Cuba Sanctions Continue to Bite

By George W. Thompson

cuba finesNotwithstanding the substantial expansion of authorized trade with Cuba, the United States continues to enforce the embargo on unauthorized trade. The Office of Foreign Assets Control (OFAC) recently issued two penalty notices, involving both U.S. and foreign companies. Although the penalized activities took place before the trade liberalization measures that commenced in December 2014, they do provide guidance on complying with the restrictions that remain in place.

The first case involves CGG Services S.A. (CGG), a French corporation, and affiliated companies in the United States and abroad.  Their infraction was to “provide spare parts and other equipment” to vessels operating “in Cuba’s territorial waters”. Exports were made directly from the U.S., as well as from France of U.S.-origin items. Additionally, a Venezuelan subsidiary of the U.S. company performed analyses of seismic data, apparently on behalf of a Cuban enterprise. These activities occurred in 2010 and 2011 and resulted in a penalty of $614,250.

A Trifecta of Violations

The facts described by OFAC indicate three separate types of violations. First, the U.S. affiliate exported goods directly to “Cuba”, in the form of the vessel operating in Cuban waters. “Persons subject to the jurisdiction of the United States”, as that term is defined in the Cuban Assets Control Regulations, are prohibited from exporting to Cuba.

Second, the Venezuelan subsidiary provided services for a Cuban company’s benefit. Since that subsidiary apparently was owned or controlled by CGG’s U.S. affiliate, it too is a “person subject to the jurisdiction of the United States” and subject to the export prohibition.

Third, CGG violated the prohibition on exporting U.S.-origin goods from third countries to Cuba. Even though it is not a “person subject to the jurisdiction of the United States”, the merchandise it shipped constituted property within the scope of OFAC’s coverage.

Without additional facts, I won’t venture an opinion on whether any of the penalized transactions would be permissible under the recent embargo changes. Regardless, they provide continuing lessons even under today’s regulations: U.S. companies and their foreign subsidiaries cannot engage in unauthorized trade with Cuba, nor may U.S.-origin goods be exported there from a third country outside the bounds permitted by OFAC.

Another Screening Fail

The second case involves two Cayman Islands subsidiaries of U.S. company Halliburton Energy Services, Inc., which “exported goods and services in support of oil and gas exploration and drilling activities within the Cabinda Onshore South Block oil concession . . . in Angola” that in turn was operated by a consortium of companies. On its face, this would not appear to implicate the Cuban sanctions.

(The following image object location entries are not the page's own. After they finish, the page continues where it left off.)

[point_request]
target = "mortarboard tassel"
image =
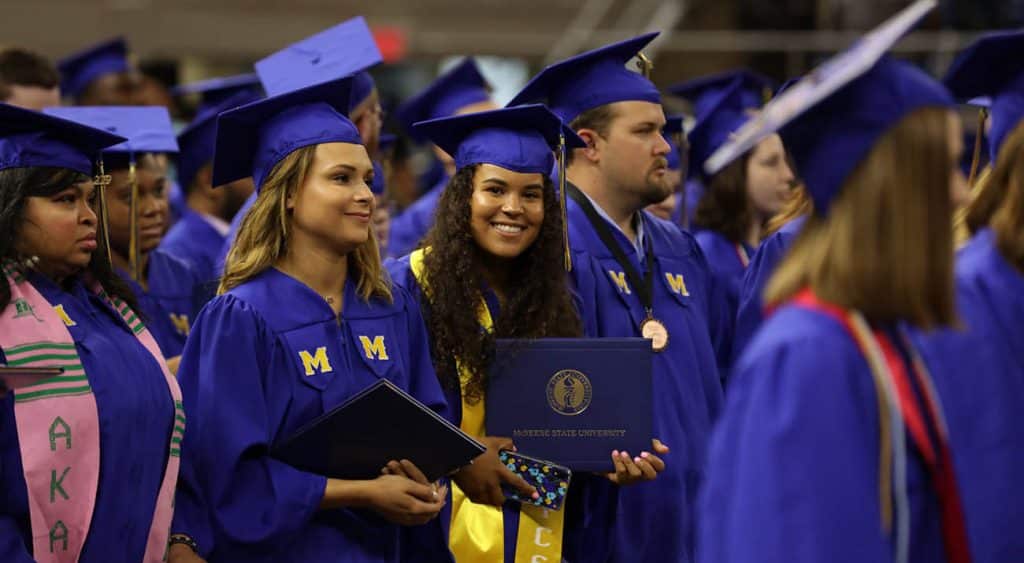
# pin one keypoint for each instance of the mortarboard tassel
(645, 65)
(100, 181)
(133, 247)
(976, 157)
(561, 199)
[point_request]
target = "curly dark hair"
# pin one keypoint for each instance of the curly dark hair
(16, 184)
(724, 206)
(538, 305)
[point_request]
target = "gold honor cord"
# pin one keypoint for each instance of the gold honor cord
(976, 157)
(561, 200)
(134, 260)
(100, 181)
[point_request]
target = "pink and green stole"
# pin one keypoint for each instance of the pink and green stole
(58, 426)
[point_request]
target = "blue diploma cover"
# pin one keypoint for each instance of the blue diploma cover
(572, 401)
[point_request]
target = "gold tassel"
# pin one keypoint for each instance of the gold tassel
(561, 198)
(976, 157)
(135, 263)
(645, 65)
(100, 181)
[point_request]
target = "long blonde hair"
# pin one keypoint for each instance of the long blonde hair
(998, 203)
(798, 204)
(262, 237)
(885, 246)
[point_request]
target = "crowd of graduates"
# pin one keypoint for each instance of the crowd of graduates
(832, 297)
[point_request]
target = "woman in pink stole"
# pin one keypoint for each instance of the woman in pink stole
(88, 456)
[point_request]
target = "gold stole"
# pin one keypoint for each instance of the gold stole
(477, 532)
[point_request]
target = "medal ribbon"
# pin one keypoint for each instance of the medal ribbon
(644, 287)
(925, 423)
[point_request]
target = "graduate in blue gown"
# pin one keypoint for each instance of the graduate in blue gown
(671, 296)
(461, 90)
(673, 208)
(347, 48)
(514, 261)
(305, 319)
(99, 75)
(739, 200)
(702, 93)
(990, 295)
(200, 232)
(751, 311)
(834, 444)
(57, 280)
(164, 285)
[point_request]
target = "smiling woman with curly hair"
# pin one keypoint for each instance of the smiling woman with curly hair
(494, 267)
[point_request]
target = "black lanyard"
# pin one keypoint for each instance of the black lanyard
(644, 287)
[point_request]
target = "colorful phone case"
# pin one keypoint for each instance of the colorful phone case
(551, 481)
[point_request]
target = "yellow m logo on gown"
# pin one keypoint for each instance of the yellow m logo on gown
(180, 322)
(677, 284)
(375, 348)
(317, 362)
(619, 277)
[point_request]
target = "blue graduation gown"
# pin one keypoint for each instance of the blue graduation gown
(245, 386)
(589, 508)
(728, 271)
(196, 242)
(655, 520)
(169, 303)
(980, 376)
(412, 225)
(135, 412)
(751, 307)
(793, 474)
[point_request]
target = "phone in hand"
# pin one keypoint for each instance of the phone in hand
(550, 480)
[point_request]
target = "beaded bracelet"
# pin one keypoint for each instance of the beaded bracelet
(183, 539)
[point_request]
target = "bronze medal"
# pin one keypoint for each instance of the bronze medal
(652, 330)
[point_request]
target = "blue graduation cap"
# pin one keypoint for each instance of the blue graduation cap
(197, 141)
(590, 80)
(990, 70)
(756, 89)
(348, 48)
(147, 128)
(79, 70)
(520, 139)
(461, 86)
(725, 113)
(830, 119)
(216, 90)
(673, 127)
(253, 138)
(32, 138)
(386, 142)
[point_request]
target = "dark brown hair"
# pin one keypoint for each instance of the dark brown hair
(885, 245)
(24, 68)
(538, 305)
(999, 201)
(599, 119)
(724, 206)
(16, 184)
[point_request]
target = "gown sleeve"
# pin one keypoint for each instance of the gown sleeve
(793, 472)
(12, 542)
(233, 495)
(751, 310)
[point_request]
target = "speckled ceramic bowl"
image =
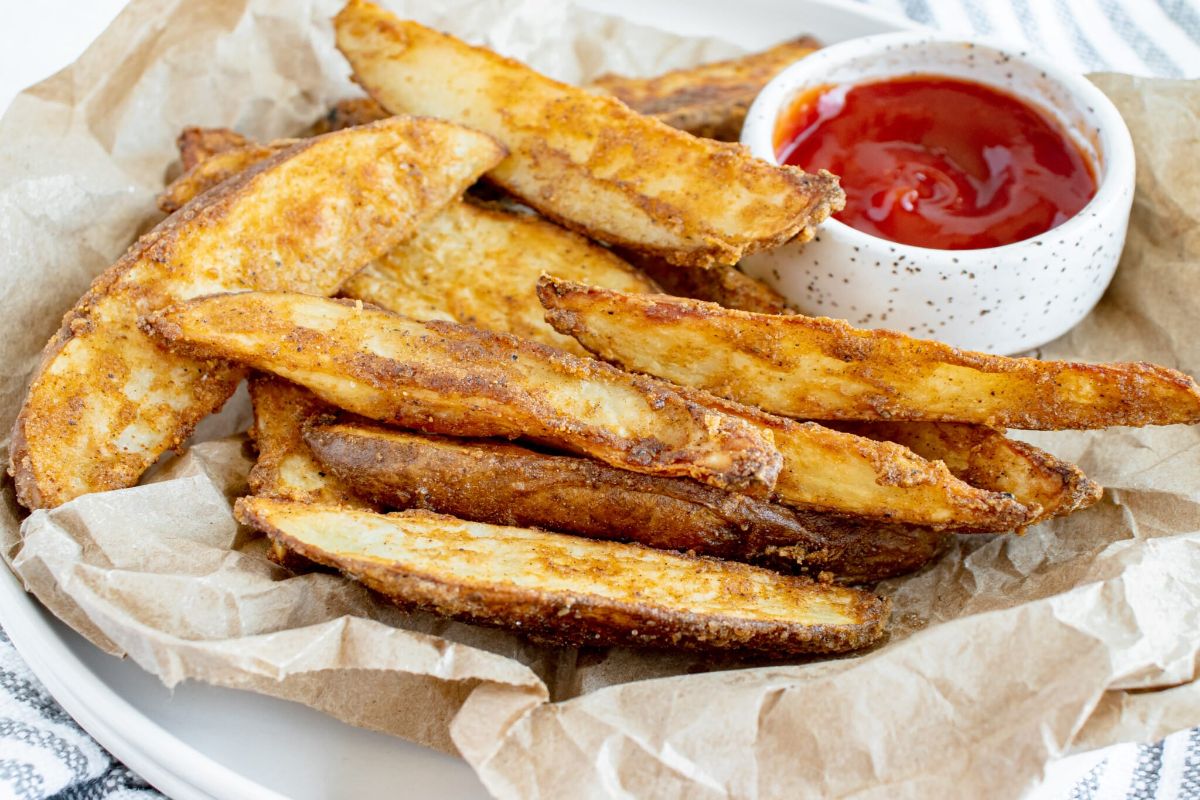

The tie-in is that a Cuban petroleum company held a 5 percent ownership interest in the Cabinda concession’s output through its participation in the operating consortium.

The two subsidiaries invoiced the consortium and received payment. As OFAC saw it, they “knew or should have known they were dealing in property in which” Cuba “had an interest.”  The reason?  The Cuban ownership stake was stated in documents they had received but apparently failed to review. OFAC termed this as “reckless disregard” of the Cuban sanctions, based on a failure to conduct “reasonable due diligence” by “sophisticated entities” with experience in international trade.

Halliburton was socked with a penalty of $304,706, even though it disclosed the violations to OFAC.

This case provides another variation of the “know your customer” rule that we discussed previously. It highlights the point that foreign and domestic enterprises subject to U.S. sanctions regulations cannot assume that screening only their customer’s name against the Specially Designated Nationals List constitutes a sufficient compliance measure.  Additionally, they must determine whether a seemingly innocuous customer has ties to an entity with which a direct transaction is prohibited.